Only after my daughter came home did I realize how horribly ignorant I was of how to deal with her.
While driving to work this morning and reflecting on all the things I wished someone had told me, I thought, I should write a book about how to manage when you adopt an older child. However, there are few people willing to take on an older child who doesn’t speak English. Fewer than 5% of all foreign adoptions involve older children. There wouldn’t be much of a market. I also don’t have any degrees in psychology or counseling. I cannot call myself an “expert,” in any real sense of the word.
I am simply a battle-scarred veteran, after almost 4 years as a parent.
If I did write a book, some of my advice would likely be met with hostility. For instance, I’d be tempted to say “Give them LOTS of meat, so they will grow!” What if the parents are vegetarian, though? Would it have to be “Stuff them full of tofu and dairy products!”
Some people are pro vitamin, some anti vitamin. I am pro. I also give my kids fish oil, calcium, and if they can't sleep, Melatonin.
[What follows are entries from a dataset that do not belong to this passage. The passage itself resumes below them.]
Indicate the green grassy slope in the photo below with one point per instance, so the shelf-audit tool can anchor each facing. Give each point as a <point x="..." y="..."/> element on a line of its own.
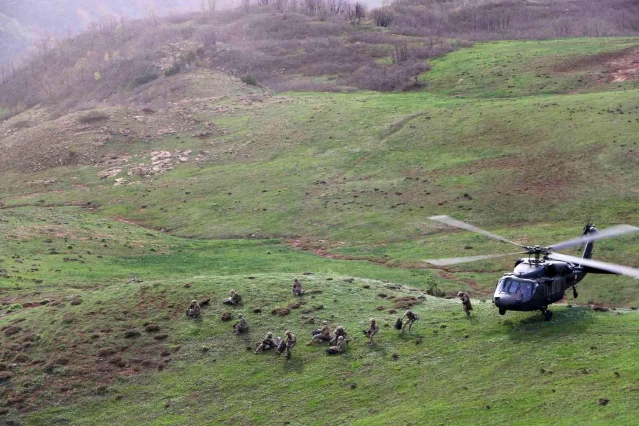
<point x="283" y="178"/>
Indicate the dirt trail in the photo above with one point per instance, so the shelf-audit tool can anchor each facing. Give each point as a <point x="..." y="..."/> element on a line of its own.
<point x="443" y="273"/>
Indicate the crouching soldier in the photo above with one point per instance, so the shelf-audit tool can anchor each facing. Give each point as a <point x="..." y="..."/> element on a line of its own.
<point x="337" y="333"/>
<point x="297" y="288"/>
<point x="465" y="302"/>
<point x="267" y="344"/>
<point x="411" y="317"/>
<point x="235" y="299"/>
<point x="339" y="348"/>
<point x="372" y="330"/>
<point x="240" y="326"/>
<point x="193" y="310"/>
<point x="322" y="335"/>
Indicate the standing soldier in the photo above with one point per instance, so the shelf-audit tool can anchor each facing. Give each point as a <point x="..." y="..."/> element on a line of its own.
<point x="291" y="341"/>
<point x="266" y="344"/>
<point x="339" y="348"/>
<point x="373" y="328"/>
<point x="193" y="310"/>
<point x="240" y="326"/>
<point x="297" y="288"/>
<point x="339" y="331"/>
<point x="465" y="302"/>
<point x="410" y="319"/>
<point x="321" y="335"/>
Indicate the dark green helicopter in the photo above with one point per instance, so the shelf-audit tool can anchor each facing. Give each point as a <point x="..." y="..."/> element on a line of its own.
<point x="543" y="277"/>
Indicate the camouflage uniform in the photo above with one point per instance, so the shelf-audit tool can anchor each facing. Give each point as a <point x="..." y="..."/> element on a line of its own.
<point x="339" y="332"/>
<point x="410" y="319"/>
<point x="266" y="344"/>
<point x="339" y="348"/>
<point x="465" y="302"/>
<point x="291" y="341"/>
<point x="193" y="310"/>
<point x="297" y="287"/>
<point x="240" y="326"/>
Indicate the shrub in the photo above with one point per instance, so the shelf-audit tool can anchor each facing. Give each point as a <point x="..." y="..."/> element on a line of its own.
<point x="93" y="117"/>
<point x="174" y="69"/>
<point x="20" y="124"/>
<point x="14" y="307"/>
<point x="145" y="78"/>
<point x="249" y="79"/>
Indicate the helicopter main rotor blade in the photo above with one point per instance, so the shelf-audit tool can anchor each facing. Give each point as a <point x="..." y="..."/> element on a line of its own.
<point x="467" y="226"/>
<point x="615" y="231"/>
<point x="457" y="260"/>
<point x="610" y="267"/>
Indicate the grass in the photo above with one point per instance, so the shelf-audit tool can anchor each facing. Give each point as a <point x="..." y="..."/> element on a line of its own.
<point x="353" y="178"/>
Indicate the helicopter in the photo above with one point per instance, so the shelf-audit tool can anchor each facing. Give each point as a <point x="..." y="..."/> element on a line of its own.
<point x="545" y="275"/>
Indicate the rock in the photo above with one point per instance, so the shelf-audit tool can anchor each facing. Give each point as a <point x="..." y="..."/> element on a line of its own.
<point x="132" y="333"/>
<point x="11" y="330"/>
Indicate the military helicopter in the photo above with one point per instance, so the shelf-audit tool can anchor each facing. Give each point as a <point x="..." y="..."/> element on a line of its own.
<point x="544" y="276"/>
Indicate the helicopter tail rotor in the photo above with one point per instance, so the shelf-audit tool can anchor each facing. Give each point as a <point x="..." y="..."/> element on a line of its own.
<point x="604" y="267"/>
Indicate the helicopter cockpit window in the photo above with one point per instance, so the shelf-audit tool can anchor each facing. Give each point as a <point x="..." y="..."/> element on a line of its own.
<point x="514" y="286"/>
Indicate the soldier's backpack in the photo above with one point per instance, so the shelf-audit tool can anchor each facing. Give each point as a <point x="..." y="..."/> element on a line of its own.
<point x="398" y="324"/>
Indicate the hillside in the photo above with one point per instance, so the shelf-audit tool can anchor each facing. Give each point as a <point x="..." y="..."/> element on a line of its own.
<point x="126" y="194"/>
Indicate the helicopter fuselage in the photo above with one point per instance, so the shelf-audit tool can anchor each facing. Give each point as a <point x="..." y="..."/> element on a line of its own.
<point x="535" y="284"/>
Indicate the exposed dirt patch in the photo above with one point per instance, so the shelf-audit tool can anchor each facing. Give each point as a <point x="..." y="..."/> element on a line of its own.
<point x="620" y="66"/>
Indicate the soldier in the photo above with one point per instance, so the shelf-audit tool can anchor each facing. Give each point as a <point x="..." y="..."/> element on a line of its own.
<point x="373" y="328"/>
<point x="465" y="302"/>
<point x="240" y="326"/>
<point x="339" y="331"/>
<point x="321" y="335"/>
<point x="291" y="341"/>
<point x="297" y="288"/>
<point x="339" y="348"/>
<point x="410" y="319"/>
<point x="235" y="299"/>
<point x="267" y="344"/>
<point x="193" y="310"/>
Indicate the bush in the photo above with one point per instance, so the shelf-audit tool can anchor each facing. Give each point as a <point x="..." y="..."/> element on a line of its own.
<point x="93" y="117"/>
<point x="145" y="78"/>
<point x="174" y="69"/>
<point x="249" y="79"/>
<point x="14" y="307"/>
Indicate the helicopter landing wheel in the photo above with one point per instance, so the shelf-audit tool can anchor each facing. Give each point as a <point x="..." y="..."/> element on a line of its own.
<point x="548" y="315"/>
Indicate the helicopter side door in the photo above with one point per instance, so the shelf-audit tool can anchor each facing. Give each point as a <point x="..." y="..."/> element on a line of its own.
<point x="555" y="289"/>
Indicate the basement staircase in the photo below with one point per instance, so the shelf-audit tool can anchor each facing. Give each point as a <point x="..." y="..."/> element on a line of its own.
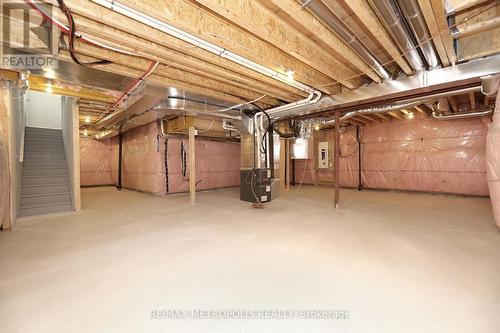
<point x="44" y="180"/>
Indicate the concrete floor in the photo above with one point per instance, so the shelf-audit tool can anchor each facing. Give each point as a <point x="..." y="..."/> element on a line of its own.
<point x="397" y="262"/>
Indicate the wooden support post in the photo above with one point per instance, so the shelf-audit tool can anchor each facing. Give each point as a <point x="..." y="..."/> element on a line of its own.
<point x="336" y="166"/>
<point x="192" y="162"/>
<point x="288" y="164"/>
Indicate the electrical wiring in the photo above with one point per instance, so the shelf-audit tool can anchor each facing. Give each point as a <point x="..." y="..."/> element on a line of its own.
<point x="72" y="36"/>
<point x="71" y="30"/>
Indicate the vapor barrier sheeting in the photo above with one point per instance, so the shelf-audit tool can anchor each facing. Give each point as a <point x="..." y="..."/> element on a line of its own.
<point x="415" y="155"/>
<point x="217" y="165"/>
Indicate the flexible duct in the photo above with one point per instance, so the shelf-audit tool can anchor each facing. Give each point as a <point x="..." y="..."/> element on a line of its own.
<point x="416" y="21"/>
<point x="344" y="32"/>
<point x="389" y="13"/>
<point x="404" y="104"/>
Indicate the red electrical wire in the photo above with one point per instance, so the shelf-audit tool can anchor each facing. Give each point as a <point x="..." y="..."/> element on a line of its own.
<point x="131" y="87"/>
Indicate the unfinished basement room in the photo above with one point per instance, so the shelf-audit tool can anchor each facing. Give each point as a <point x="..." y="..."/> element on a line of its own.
<point x="250" y="166"/>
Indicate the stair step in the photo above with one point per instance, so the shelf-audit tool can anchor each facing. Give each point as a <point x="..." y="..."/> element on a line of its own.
<point x="44" y="157"/>
<point x="46" y="171"/>
<point x="46" y="209"/>
<point x="34" y="164"/>
<point x="39" y="130"/>
<point x="45" y="199"/>
<point x="44" y="189"/>
<point x="44" y="180"/>
<point x="44" y="149"/>
<point x="43" y="134"/>
<point x="43" y="142"/>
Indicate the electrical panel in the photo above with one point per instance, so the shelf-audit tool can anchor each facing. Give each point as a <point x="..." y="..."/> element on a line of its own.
<point x="323" y="155"/>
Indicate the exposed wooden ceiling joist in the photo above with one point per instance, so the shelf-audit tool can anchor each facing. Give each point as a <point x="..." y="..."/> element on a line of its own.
<point x="202" y="61"/>
<point x="173" y="73"/>
<point x="197" y="21"/>
<point x="432" y="24"/>
<point x="437" y="7"/>
<point x="366" y="15"/>
<point x="310" y="26"/>
<point x="261" y="22"/>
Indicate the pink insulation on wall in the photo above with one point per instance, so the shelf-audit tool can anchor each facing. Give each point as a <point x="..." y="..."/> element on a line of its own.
<point x="4" y="163"/>
<point x="95" y="162"/>
<point x="143" y="166"/>
<point x="143" y="163"/>
<point x="493" y="161"/>
<point x="217" y="165"/>
<point x="419" y="155"/>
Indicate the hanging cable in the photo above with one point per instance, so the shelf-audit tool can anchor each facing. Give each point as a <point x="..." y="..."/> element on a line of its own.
<point x="72" y="36"/>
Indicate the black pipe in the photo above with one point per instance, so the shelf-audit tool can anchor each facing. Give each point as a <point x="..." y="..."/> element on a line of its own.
<point x="166" y="167"/>
<point x="360" y="181"/>
<point x="120" y="150"/>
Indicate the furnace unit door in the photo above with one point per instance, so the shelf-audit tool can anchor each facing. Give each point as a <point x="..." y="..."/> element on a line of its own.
<point x="322" y="155"/>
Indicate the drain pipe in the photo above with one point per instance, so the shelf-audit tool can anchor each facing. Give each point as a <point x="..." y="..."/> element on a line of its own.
<point x="389" y="13"/>
<point x="414" y="17"/>
<point x="120" y="151"/>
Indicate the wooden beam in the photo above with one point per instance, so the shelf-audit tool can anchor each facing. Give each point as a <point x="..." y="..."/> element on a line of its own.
<point x="454" y="105"/>
<point x="467" y="5"/>
<point x="477" y="27"/>
<point x="486" y="100"/>
<point x="126" y="33"/>
<point x="423" y="110"/>
<point x="356" y="121"/>
<point x="193" y="19"/>
<point x="288" y="164"/>
<point x="431" y="21"/>
<point x="472" y="98"/>
<point x="255" y="18"/>
<point x="39" y="83"/>
<point x="308" y="24"/>
<point x="160" y="81"/>
<point x="369" y="117"/>
<point x="173" y="73"/>
<point x="192" y="165"/>
<point x="383" y="117"/>
<point x="444" y="31"/>
<point x="396" y="114"/>
<point x="363" y="11"/>
<point x="223" y="70"/>
<point x="336" y="163"/>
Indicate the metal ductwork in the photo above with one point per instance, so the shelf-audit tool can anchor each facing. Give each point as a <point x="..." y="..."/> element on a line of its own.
<point x="344" y="32"/>
<point x="416" y="21"/>
<point x="388" y="11"/>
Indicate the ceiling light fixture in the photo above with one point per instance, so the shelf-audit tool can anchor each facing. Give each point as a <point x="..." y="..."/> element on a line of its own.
<point x="207" y="46"/>
<point x="49" y="89"/>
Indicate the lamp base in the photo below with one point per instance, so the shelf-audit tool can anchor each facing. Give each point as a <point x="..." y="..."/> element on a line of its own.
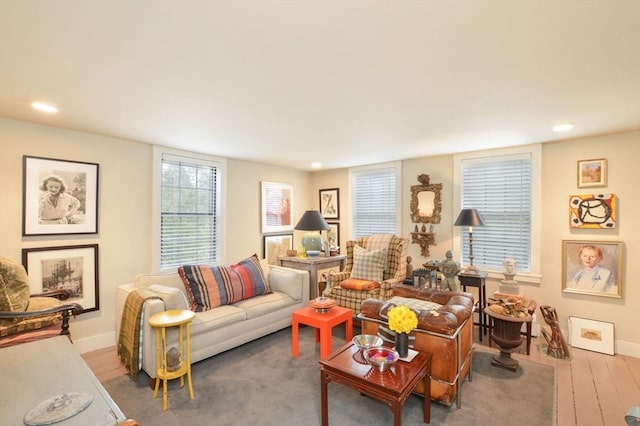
<point x="312" y="241"/>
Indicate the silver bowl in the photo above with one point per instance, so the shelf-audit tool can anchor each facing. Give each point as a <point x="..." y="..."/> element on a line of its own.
<point x="366" y="341"/>
<point x="382" y="359"/>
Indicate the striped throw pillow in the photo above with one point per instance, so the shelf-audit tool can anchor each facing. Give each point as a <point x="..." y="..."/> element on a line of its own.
<point x="208" y="287"/>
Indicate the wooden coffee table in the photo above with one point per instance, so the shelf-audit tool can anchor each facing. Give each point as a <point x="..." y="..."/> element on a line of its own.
<point x="348" y="367"/>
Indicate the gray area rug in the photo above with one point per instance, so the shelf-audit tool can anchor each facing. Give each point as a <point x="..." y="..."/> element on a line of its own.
<point x="260" y="383"/>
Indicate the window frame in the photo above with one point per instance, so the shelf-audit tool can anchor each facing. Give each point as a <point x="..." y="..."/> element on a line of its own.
<point x="221" y="164"/>
<point x="535" y="150"/>
<point x="396" y="167"/>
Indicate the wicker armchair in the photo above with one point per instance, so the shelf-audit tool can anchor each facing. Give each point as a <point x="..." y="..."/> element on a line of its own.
<point x="25" y="317"/>
<point x="394" y="273"/>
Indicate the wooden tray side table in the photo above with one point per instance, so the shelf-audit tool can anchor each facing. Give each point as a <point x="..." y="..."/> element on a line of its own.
<point x="160" y="322"/>
<point x="347" y="367"/>
<point x="323" y="323"/>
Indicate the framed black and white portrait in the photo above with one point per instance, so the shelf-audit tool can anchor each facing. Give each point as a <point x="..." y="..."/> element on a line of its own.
<point x="72" y="268"/>
<point x="59" y="197"/>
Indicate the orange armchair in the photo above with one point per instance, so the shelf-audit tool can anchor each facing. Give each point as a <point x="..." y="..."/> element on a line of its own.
<point x="393" y="273"/>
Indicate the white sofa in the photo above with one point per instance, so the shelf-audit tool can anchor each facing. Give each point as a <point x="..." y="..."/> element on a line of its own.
<point x="223" y="327"/>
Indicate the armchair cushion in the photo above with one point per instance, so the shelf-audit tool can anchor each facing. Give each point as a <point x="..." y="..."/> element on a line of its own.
<point x="368" y="265"/>
<point x="360" y="285"/>
<point x="208" y="287"/>
<point x="40" y="321"/>
<point x="14" y="287"/>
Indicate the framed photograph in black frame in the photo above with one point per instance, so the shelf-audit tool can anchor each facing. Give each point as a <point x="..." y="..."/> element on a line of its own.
<point x="330" y="203"/>
<point x="73" y="268"/>
<point x="59" y="197"/>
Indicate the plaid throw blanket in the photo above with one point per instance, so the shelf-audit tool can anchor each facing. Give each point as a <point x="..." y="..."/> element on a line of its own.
<point x="129" y="338"/>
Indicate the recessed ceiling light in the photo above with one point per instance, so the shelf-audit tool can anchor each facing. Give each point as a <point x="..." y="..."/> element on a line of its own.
<point x="564" y="127"/>
<point x="41" y="106"/>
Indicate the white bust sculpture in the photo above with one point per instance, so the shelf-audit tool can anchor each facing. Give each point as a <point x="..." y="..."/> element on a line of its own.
<point x="509" y="269"/>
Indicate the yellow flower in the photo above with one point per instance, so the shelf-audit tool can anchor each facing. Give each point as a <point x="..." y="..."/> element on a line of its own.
<point x="402" y="319"/>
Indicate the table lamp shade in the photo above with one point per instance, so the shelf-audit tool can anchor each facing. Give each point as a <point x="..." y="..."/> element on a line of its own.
<point x="470" y="218"/>
<point x="313" y="222"/>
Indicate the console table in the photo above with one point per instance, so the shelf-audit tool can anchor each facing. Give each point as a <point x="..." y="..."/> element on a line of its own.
<point x="44" y="369"/>
<point x="478" y="280"/>
<point x="313" y="265"/>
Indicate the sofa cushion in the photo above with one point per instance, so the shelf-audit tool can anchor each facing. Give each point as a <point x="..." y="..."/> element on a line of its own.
<point x="210" y="286"/>
<point x="415" y="304"/>
<point x="285" y="281"/>
<point x="172" y="297"/>
<point x="14" y="287"/>
<point x="360" y="285"/>
<point x="368" y="265"/>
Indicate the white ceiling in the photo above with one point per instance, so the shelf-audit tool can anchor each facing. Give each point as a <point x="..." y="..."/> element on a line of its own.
<point x="340" y="82"/>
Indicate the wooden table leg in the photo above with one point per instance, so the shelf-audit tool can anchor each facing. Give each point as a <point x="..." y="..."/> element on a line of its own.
<point x="397" y="413"/>
<point x="324" y="398"/>
<point x="427" y="398"/>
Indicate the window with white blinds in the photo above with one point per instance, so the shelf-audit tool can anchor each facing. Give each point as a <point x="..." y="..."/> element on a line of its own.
<point x="500" y="188"/>
<point x="375" y="199"/>
<point x="189" y="211"/>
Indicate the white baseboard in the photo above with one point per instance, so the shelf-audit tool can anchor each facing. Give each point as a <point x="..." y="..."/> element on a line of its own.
<point x="627" y="348"/>
<point x="93" y="343"/>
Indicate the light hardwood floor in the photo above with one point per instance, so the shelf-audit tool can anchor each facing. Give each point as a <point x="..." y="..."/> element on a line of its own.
<point x="592" y="389"/>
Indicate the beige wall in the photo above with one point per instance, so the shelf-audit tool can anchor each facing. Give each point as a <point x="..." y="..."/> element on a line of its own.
<point x="125" y="212"/>
<point x="559" y="167"/>
<point x="124" y="237"/>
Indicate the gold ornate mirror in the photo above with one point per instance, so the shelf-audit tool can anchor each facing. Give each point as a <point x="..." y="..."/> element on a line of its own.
<point x="426" y="204"/>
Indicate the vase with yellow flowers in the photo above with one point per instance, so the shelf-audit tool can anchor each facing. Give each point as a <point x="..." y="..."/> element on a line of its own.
<point x="402" y="321"/>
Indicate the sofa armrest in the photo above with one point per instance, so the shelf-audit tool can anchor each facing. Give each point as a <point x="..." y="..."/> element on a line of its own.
<point x="334" y="278"/>
<point x="292" y="282"/>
I fully believe in alternative medicines. I maintain my sanity with an herbal remedy called Maca Root, which tamps down the lovely hot flashes and heart palpitations and helps me stay functional.
Cultural differences are always a hot topic. I would likely tick off any Russian or Kazakh people if I said things like “Young women in Russia and Kaz dress like hookers because they’re taught the only important thing in life is to find a man!” I had actually heard that from a number of different sources, people who have lived in Russia. I posted something to that effect on a forum and was taken to task by a Russian woman who thought I was horrible, wrongheaded, etc. etc. Of course, gross generalizations are always risky.
When you adopt from Russia you always fight the hygiene battle. Make SURE your kid understands it is OK to flush used toilet paper down the toilet - it won't explode! Make sure they know you expect them to bathe every day or two, and wash hands before a meal. Clean hair is a virtue, as are clean clothes. Deoderant is a necessity.
What one always has to remember is that all kids are the same and yet totally different. Parenting my son is vastly different than parenting my daughter, although they are both great kids.
I’m probably better off to just stick to articles on websites and advice on here.
IN OTHER NEWS
Michael’s ESL teacher and I had a good conversation today. She got the school to change his grades to X’s, since he’s still under ESL guidelines. It’s not fair to grade him on anything yet. Of course, he had earned an A in math and a B in Social Studies, but this will work out better, I am sure.
My aunt, I just learned, fell and broke her hip last week. She is about 80. Her daughter and granddaughter care for her at home, so she's in good hands. I pray that everyone in the Myrtle Beach branch of the family, as I think of them, can manage to care for my aunt [and my uncle who has Parkinsons] and keep their strength and their spirits high.
I am hearing horror stories of trying to find gas in the Atlanta area. My neighbor had to go to 6 different stations! My cousin couldn't find any gas in Buckhead or north Cobb County. I got to get up and get moving early in the morning..
I told Michael no cartoons tomorrow morning unless he earned TV time by completing workbook pages. He did 4 pages while I fixed supper. I only had to help him a bit.